Worried souls

This is the story of the restless souls. Once upon a time there was a valiant miller blond as wheat, good as bread, living alone in his mill and who heard little of this world but the lapping of water: at least he enjoyed great independence. . When the day was over, he took his frugal meal and went up to his room, a poor room cluttered with sacks of flour and to which a simple wooden ladder led.

Worried souls

Worried souls

He had just gone to bed one evening when the sudden noise of a grinding wheel set in motion reminded him of his first sleep: he fell to his bed, holding his breath and noticed that the wheel of the mill was indeed turning as in broad daylight.

That was not all: a steady sound of footsteps, deadened by the thin layer of flour spread on the ground, struck his ear; someone would come up and enter the apartment, then all the noise would stop…. Brrr! The trembling miller hid his head under the sheets. But the same footsteps sounded again and the unknown visitor descended.

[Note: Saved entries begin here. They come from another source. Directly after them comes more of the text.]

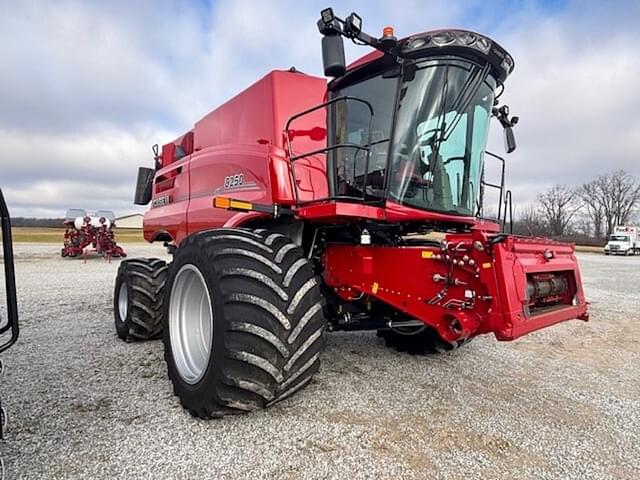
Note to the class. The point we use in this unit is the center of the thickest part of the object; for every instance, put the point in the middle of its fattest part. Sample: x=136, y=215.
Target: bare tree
x=613, y=196
x=558, y=205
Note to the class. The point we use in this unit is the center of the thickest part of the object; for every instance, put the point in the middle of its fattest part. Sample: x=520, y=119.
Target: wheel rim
x=123, y=301
x=190, y=324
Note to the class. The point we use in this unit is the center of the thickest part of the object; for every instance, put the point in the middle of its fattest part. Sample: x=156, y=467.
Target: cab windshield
x=435, y=150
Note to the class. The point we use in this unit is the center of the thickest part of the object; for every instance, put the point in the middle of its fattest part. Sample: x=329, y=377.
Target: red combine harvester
x=300, y=206
x=86, y=234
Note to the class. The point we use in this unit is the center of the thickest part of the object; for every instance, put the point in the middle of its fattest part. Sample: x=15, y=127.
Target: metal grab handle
x=10, y=278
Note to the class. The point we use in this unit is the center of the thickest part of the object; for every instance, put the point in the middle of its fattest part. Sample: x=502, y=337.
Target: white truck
x=625, y=240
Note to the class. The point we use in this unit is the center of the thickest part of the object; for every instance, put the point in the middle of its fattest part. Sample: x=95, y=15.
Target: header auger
x=301, y=206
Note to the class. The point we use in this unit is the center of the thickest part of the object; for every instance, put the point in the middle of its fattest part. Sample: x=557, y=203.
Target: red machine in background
x=87, y=234
x=301, y=206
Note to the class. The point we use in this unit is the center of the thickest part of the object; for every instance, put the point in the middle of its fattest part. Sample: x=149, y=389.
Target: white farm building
x=129, y=221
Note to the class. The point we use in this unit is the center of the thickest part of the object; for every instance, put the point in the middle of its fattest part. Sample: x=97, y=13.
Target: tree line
x=589, y=211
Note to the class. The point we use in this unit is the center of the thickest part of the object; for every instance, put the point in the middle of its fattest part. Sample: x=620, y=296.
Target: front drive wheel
x=138, y=297
x=243, y=323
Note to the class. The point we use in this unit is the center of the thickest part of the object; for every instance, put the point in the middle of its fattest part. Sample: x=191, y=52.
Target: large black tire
x=268, y=321
x=138, y=298
x=427, y=341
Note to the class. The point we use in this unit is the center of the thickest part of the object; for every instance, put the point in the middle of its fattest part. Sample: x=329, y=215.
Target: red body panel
x=488, y=288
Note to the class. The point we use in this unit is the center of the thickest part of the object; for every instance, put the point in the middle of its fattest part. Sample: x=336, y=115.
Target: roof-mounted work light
x=353, y=25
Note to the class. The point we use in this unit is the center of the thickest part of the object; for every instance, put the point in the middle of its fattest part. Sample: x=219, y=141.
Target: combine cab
x=85, y=234
x=302, y=206
x=8, y=327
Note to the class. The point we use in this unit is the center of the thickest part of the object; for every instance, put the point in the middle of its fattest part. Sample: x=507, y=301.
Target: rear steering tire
x=243, y=321
x=424, y=341
x=138, y=298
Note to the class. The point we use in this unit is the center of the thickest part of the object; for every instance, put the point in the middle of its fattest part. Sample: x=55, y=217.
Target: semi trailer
x=625, y=240
x=301, y=207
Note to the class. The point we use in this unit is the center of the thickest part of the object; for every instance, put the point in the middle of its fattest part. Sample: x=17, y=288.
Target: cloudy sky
x=87, y=87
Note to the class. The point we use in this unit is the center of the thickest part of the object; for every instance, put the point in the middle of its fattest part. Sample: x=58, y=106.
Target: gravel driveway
x=561, y=403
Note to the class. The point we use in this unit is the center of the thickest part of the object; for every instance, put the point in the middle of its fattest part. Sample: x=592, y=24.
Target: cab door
x=170, y=197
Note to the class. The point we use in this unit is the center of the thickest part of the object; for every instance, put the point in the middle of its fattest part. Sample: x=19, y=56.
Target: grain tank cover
x=258, y=114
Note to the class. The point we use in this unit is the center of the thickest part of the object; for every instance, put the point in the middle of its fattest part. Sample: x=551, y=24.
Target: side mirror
x=144, y=185
x=509, y=139
x=333, y=58
x=502, y=114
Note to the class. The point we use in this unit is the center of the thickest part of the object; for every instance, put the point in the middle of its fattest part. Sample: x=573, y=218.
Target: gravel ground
x=561, y=403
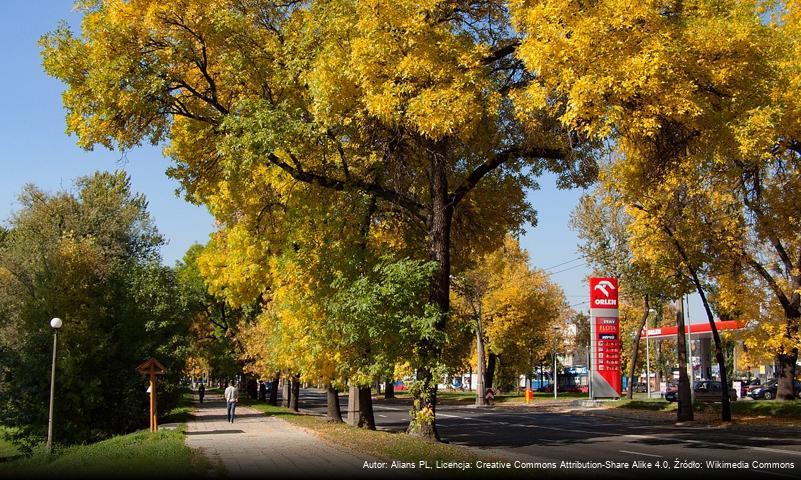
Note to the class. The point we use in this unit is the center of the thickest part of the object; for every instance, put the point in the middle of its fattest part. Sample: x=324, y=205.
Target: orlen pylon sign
x=605, y=335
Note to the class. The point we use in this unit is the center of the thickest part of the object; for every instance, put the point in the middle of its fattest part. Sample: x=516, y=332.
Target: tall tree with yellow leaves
x=702, y=87
x=417, y=105
x=512, y=308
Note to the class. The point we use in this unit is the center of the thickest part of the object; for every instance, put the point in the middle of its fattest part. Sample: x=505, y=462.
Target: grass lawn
x=448, y=397
x=6, y=448
x=137, y=454
x=387, y=445
x=741, y=408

The miller took heart; to get up, to rummage in every corner, to scrutinize every refuge was the affair of a moment; but all searches were in vain… The following night, before going to bed, the miller barricaded all the doors, securely fastened around the millstone and made sure that there was no one at home. But at midnight the tower began to move, as if under the impulse of a very strong force, and the sound of footsteps again broke the silence of the night.

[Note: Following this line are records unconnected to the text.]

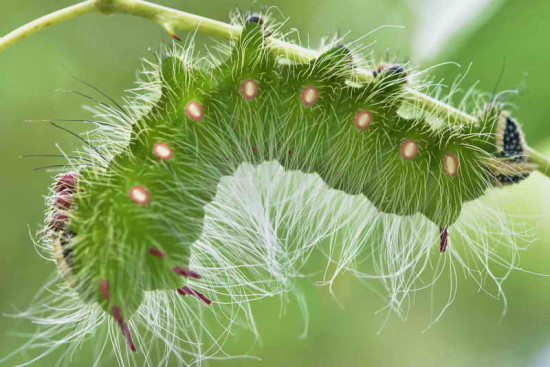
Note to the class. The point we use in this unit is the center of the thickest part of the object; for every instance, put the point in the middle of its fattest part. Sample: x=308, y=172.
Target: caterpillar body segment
x=131, y=227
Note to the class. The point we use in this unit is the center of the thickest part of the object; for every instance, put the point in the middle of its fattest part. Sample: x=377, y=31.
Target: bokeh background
x=504, y=41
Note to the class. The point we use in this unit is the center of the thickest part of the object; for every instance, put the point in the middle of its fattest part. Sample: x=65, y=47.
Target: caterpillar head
x=129, y=228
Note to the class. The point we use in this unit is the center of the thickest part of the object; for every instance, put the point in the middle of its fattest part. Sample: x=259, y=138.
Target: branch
x=173, y=20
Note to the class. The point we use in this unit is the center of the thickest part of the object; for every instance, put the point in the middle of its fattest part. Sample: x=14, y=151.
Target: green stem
x=172, y=20
x=542, y=162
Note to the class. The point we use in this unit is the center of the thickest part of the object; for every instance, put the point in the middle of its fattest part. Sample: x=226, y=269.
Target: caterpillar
x=128, y=226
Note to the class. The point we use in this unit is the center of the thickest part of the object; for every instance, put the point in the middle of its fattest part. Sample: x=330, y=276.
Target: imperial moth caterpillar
x=128, y=230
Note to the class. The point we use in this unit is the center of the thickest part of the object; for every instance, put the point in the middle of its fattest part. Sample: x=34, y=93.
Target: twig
x=173, y=20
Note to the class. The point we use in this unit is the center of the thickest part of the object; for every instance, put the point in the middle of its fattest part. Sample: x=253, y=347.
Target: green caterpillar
x=130, y=223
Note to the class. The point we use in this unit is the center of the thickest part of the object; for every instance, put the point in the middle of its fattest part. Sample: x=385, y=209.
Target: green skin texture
x=114, y=234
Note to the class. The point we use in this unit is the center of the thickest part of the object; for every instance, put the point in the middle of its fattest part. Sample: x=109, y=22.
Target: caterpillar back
x=132, y=233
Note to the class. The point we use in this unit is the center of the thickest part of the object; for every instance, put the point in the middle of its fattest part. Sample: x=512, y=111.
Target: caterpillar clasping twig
x=302, y=150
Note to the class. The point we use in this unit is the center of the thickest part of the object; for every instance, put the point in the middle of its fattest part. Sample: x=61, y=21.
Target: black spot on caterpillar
x=132, y=229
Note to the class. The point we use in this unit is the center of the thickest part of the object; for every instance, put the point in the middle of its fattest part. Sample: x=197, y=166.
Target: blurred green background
x=497, y=35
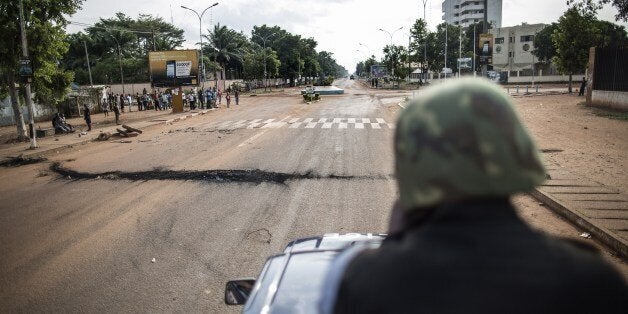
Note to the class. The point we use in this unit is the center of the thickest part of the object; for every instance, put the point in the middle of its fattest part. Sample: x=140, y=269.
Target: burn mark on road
x=254, y=176
x=21, y=161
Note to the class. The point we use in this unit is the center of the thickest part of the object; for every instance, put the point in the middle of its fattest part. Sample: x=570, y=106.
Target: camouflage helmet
x=463, y=140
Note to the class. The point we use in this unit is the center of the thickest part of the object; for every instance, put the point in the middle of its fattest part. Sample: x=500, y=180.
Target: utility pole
x=459, y=48
x=89, y=67
x=484, y=31
x=200, y=33
x=424, y=45
x=392, y=66
x=27, y=85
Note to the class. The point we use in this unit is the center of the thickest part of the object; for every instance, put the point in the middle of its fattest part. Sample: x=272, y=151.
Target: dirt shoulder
x=583, y=140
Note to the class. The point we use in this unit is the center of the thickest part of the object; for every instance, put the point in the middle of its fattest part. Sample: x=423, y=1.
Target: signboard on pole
x=378, y=71
x=173, y=68
x=464, y=63
x=485, y=49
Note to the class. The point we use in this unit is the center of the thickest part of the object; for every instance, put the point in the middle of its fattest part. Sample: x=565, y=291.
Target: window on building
x=527, y=38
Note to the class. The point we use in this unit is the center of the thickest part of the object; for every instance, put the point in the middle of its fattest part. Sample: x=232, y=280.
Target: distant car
x=292, y=281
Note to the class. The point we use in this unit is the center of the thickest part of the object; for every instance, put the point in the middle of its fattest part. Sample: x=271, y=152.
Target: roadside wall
x=42, y=112
x=608, y=80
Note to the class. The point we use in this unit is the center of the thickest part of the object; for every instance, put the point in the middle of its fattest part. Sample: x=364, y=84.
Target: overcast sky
x=339, y=26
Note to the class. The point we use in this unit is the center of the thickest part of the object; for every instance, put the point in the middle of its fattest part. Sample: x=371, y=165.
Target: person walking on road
x=116, y=112
x=583, y=85
x=105, y=108
x=87, y=115
x=455, y=242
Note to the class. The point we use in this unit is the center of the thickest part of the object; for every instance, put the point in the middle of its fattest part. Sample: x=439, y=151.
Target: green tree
x=136, y=38
x=592, y=6
x=575, y=34
x=544, y=48
x=418, y=47
x=45, y=22
x=226, y=47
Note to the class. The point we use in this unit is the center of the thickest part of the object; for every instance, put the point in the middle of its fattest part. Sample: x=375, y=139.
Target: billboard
x=173, y=68
x=378, y=71
x=485, y=49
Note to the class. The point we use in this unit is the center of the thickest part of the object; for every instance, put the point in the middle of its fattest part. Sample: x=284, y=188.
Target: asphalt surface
x=159, y=223
x=78, y=242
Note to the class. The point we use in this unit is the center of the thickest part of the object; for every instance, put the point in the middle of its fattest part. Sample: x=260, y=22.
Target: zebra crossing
x=305, y=123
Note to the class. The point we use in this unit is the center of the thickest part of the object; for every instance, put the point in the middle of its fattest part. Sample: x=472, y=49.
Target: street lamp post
x=424, y=45
x=27, y=85
x=200, y=33
x=119, y=61
x=392, y=66
x=264, y=42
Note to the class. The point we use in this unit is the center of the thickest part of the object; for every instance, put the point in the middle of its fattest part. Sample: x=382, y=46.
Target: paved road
x=160, y=223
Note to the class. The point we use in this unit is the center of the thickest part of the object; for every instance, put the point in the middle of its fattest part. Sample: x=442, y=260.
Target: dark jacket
x=480, y=258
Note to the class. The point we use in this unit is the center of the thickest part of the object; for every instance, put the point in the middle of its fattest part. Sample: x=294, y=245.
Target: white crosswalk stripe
x=307, y=123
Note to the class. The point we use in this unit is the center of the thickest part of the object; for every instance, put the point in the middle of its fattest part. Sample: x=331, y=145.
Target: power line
x=114, y=28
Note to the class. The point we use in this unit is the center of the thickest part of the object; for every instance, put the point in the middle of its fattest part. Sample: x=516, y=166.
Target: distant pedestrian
x=122, y=102
x=87, y=116
x=116, y=111
x=105, y=107
x=201, y=99
x=129, y=101
x=582, y=86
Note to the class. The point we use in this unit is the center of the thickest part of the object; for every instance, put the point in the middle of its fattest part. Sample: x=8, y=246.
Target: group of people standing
x=210, y=98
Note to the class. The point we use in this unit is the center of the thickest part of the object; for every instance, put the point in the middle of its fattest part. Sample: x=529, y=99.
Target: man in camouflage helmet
x=456, y=244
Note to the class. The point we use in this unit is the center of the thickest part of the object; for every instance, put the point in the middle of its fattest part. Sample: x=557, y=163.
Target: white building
x=467, y=12
x=512, y=47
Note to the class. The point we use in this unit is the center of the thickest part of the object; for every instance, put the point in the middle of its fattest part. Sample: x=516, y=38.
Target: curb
x=83, y=142
x=618, y=245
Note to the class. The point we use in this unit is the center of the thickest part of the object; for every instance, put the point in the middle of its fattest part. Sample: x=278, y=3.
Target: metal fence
x=610, y=69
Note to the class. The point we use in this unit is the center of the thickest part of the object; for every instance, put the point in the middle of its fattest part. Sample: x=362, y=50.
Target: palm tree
x=224, y=47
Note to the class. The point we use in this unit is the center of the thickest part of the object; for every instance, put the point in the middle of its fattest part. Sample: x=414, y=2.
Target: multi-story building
x=468, y=12
x=512, y=48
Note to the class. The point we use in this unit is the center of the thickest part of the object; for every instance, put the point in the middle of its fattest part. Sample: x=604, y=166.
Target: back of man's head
x=463, y=140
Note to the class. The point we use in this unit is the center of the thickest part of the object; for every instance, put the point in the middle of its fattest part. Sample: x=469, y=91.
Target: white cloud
x=339, y=26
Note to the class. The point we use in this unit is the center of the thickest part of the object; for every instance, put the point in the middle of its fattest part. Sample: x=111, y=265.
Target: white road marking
x=252, y=138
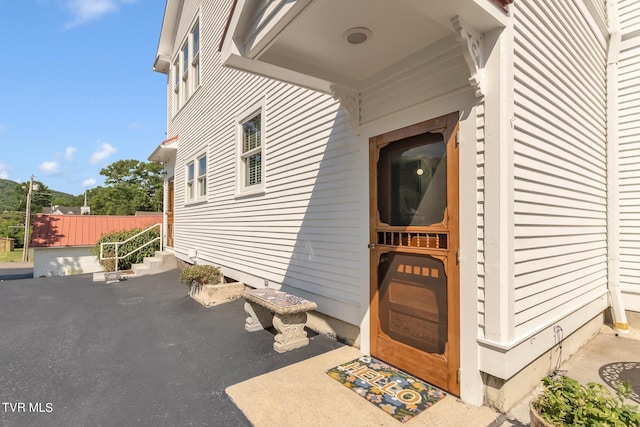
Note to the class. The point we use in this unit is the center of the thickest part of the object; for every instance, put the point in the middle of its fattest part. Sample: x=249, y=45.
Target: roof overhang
x=165, y=151
x=162, y=63
x=310, y=43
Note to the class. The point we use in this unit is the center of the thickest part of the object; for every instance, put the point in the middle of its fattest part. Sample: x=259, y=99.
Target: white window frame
x=176, y=85
x=186, y=67
x=201, y=177
x=189, y=191
x=242, y=156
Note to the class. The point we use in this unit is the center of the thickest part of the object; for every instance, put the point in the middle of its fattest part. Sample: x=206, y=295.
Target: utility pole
x=27, y=223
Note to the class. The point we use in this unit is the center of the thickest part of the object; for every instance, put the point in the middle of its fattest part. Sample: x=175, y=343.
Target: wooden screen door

Slowly but heavily the footsteps approached the miller, in the bedroom, close to his bed. With a lump in his throat, not daring to breathe, the poor boy snuggled up against the wall and only regained his confidence when the steps were lost on the stairs.

The same thing happened three, four, five times until finally the brave miller resolved to clear the matter up: he steeled himself and, one night, as soon as the footsteps were heard, he lit the lanterns and jumped out of bed: a gust of wind extinguished the light and plunged the room into darkness, then the miller heard a deep sigh which froze him with fear and the footsteps moved away. Our man turned as white as flour and couldn't sleep a wink until the cockcrow.

It was sunrise time and he went down to the mill, his mind haunted by ghosts, wary of his shadow and his own footsteps. It was necessary, however, to attempt a second test; when night came, he lit an airtight and closed lantern, and, as soon as he heard a noise, rushed into the doorway: a white bird flew across the room and immediately disappeared.

The stunned miller went to tell the details of his adventure to the village priest, who recommended that he recite a pater noster, when he heard a noise, and to question the soul that was disturbing his sleep. And in fact the miller heeded this recommendation and, as soon as he heard the sound of footsteps, exclaimed:

— “Anima de Deu, in good or bad, digas que vol. (Soul of God, for good or for bad, tell me what you want.) He then heard a voice saying sadly:

“I am your father who has no rest because of the debts I contracted during my lifetime. Pay them and have a mass said for the salvation and repose of my soul. »

And the Soul disappeared. The miller carried out this order and never, ever, did he hear the noise of the millstone, nor the footsteps, nor the sighs that frightened him.